During the early development of human and other vertebrate embryos, the notochord supports and
instructs the formation of the body plan by patterning the central nervous system, paraxial mesoderm,
endoderm and the numerous organs that they give rise to. Impairments in notochord formation cause birth
defects and congenital skeletal malformations, while postnatally, alterations in the notochord remnants
encased within the intervertebral discs are the main cause of discopathies and can give rise to rare tumors
called chordomas. We are using the simple chordate Ciona to reconstruct the essential, evolutionarily
conserved genetic toolkit of the notochord, with the ultimate goal of applying our findings to vertebrate
development and human embryogenesis. We have shown that the notochord expression of a large number of
vertebrate genes is conserved in Ciona and we have found that several Ciona notochord enhancers, the
genetic switches that control notochord gene expression, share transcription factor binding sites with notochord
regulatory regions that had been identified in vertebrates. Our published results provide ample evidence that
the simple Ciona notochord expresses transcription factors (TFs) that are evolutionarily conserved in
vertebrates, including humans, and are necessary for the development of this structure.

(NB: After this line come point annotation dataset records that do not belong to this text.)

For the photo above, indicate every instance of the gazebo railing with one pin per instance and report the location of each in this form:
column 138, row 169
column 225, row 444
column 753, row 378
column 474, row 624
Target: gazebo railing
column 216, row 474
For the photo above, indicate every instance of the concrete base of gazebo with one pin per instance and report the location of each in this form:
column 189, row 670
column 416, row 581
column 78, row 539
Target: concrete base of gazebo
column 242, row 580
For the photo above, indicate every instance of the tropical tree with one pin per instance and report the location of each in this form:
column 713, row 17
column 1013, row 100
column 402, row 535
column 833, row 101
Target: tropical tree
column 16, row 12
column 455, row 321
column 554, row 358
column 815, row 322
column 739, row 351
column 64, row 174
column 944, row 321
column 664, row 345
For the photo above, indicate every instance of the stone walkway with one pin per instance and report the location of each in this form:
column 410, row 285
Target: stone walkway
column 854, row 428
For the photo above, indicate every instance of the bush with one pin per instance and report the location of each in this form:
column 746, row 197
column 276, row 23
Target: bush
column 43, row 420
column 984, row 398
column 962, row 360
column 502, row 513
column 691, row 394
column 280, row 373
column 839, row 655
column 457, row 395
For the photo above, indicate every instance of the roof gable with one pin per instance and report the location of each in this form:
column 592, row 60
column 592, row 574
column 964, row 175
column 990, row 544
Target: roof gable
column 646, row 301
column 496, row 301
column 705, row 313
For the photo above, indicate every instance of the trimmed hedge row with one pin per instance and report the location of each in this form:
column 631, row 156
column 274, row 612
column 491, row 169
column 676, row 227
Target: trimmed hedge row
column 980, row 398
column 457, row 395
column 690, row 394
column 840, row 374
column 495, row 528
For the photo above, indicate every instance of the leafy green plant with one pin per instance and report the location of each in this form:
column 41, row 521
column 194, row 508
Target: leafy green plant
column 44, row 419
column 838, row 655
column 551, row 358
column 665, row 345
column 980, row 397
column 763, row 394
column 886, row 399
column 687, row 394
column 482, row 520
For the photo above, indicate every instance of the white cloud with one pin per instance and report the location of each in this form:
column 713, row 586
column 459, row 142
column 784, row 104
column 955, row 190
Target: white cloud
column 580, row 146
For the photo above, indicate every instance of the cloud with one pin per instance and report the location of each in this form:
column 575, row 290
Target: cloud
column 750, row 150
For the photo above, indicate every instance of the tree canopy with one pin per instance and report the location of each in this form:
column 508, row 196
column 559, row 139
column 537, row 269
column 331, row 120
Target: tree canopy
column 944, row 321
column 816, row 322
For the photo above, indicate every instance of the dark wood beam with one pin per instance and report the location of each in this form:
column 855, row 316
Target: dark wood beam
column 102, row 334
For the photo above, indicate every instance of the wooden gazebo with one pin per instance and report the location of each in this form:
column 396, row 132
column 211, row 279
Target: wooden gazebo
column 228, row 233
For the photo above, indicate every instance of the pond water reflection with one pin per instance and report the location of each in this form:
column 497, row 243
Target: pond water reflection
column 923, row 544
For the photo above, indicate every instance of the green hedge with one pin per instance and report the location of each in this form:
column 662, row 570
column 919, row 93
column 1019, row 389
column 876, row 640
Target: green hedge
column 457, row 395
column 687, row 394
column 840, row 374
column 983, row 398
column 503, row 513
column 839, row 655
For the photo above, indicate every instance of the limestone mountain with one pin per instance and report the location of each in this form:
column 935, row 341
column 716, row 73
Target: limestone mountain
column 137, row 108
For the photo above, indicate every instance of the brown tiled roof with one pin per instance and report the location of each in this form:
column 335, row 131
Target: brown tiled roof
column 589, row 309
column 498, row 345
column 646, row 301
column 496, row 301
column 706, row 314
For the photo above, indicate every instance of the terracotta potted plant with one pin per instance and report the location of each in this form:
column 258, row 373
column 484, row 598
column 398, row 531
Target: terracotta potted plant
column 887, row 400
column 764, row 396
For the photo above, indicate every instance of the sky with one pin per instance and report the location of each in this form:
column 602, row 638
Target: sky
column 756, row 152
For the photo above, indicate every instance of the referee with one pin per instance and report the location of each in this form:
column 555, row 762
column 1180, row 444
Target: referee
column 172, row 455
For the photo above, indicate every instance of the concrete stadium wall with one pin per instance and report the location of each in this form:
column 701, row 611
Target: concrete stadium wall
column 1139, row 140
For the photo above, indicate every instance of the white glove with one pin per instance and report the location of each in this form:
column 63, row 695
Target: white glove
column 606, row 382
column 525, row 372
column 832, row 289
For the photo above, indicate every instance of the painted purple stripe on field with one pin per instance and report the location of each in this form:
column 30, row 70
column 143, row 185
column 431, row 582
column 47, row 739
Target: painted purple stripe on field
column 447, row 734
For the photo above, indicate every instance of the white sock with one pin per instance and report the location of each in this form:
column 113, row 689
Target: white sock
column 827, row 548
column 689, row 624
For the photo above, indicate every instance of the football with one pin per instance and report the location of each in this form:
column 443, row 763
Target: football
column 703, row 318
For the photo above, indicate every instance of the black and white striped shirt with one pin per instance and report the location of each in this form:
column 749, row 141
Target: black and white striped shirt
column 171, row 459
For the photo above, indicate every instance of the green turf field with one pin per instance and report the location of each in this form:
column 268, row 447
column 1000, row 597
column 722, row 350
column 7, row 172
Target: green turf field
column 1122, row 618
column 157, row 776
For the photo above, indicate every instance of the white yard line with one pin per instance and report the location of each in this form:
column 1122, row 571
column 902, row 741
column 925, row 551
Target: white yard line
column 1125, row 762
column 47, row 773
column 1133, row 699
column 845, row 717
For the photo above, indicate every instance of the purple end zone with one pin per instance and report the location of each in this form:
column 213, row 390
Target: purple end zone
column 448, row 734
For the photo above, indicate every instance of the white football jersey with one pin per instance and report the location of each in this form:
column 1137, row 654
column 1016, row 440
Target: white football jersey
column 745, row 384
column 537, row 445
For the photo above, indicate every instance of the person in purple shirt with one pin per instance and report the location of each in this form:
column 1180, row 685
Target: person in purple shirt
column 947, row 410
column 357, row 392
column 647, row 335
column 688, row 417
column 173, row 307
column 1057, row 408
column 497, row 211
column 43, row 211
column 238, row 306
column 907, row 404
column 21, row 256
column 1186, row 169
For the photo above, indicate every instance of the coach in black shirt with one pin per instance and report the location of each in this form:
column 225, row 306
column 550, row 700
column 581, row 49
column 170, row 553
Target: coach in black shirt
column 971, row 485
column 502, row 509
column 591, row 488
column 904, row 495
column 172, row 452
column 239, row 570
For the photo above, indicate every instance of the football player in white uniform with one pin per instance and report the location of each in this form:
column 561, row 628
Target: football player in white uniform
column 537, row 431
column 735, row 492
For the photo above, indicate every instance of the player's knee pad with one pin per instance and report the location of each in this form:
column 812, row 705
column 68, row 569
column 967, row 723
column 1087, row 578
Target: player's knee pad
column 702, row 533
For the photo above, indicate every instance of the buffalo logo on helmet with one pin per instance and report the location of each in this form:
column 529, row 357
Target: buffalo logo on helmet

The objective of this project is to study in detail one of these TFs, Ciona Lmx-like, and to clarify its role
in notochord development. This objective will be achieved through the following experimental approaches: the
elucidation of the role of Lmx-like in notochord morphogenesis (Aim 1); the identification of the notochord
genes controlled by Lmx-like, and the functional characterization of a select group of them (Aim 2).
Completion of these studies will shed light on an evolutionarily conserved TF, Lmx-like, which appears
to act in parallel with Brachyury, the main regulator of notochord formation, and will provide a first insight into
its role in notochord development. The expected results will shed light on the complex gene regulatory network
that orchestrates notochord formation across chordates, and will provide a molecular blueprint for the
interpretation of notochord-derived birth defects.